Modersohn-Becker conçoit alors ses portraits singuliers, caractérisés par leur sobriété - un cadrage serré, frontal, sans décor ni éléments discursifs - et portés par une peinture à empâtement - épaisse, appliquée en touches rapides. Peint vers 1904, notre Vieille femme au voile est emblématique de son style : « front, yeux, bouche, nez, joues, menton, c’est tout. Cela paraît si simple, et pourtant c’est énorme » (Paula Modershon-Becker, 1903).

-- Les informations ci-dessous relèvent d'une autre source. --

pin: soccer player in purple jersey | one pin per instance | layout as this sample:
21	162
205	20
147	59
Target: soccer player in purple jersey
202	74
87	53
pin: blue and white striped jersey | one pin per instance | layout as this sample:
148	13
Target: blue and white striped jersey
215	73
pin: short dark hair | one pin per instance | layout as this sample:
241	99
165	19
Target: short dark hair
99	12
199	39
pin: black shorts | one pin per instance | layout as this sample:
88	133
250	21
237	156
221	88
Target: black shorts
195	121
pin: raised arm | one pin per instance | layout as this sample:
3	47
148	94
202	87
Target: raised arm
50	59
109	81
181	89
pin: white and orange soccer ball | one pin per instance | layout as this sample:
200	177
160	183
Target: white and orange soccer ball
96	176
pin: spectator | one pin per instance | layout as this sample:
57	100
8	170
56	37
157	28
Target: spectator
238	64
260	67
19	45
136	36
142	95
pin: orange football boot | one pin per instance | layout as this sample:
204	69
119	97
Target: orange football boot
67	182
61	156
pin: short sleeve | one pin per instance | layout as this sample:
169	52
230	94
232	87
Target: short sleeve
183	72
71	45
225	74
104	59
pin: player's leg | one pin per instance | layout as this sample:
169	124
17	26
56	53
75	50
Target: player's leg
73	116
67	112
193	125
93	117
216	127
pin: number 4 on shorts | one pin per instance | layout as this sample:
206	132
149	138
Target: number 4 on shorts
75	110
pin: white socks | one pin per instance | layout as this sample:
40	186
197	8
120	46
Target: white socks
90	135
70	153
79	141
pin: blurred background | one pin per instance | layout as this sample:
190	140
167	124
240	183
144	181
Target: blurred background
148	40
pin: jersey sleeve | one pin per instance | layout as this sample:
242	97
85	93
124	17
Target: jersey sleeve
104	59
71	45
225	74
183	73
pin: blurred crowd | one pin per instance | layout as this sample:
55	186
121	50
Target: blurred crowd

Elle se distingue par son expressivité : l’épure des tonalités et de la composition attestent l’extrême sensibilité du sujet et de son peintre - témoignant de la capacité de Modersohn-Becker à saisir l’essence même de ses modèles.

Associée au mouvement expressionniste, Modersohn-Becker demeure une artiste inclassable. Arrivant après les artistes allemands marqués par l’impressionnisme - Max Liebermann, Lovis Corinth -, elle s’éteint quelques années avant l’avènement des mouvements modernistes « Die Brücke » (1909) et « Der Blaue Reiter » (1911). Ni impressionnistes, ni réalistes, ni nabis, ni fauves, plusieurs de ses peintures jugées trop avant-gardistes seront présentées dans l’exposition d'art dégénéré organisée par les nazis en 1937.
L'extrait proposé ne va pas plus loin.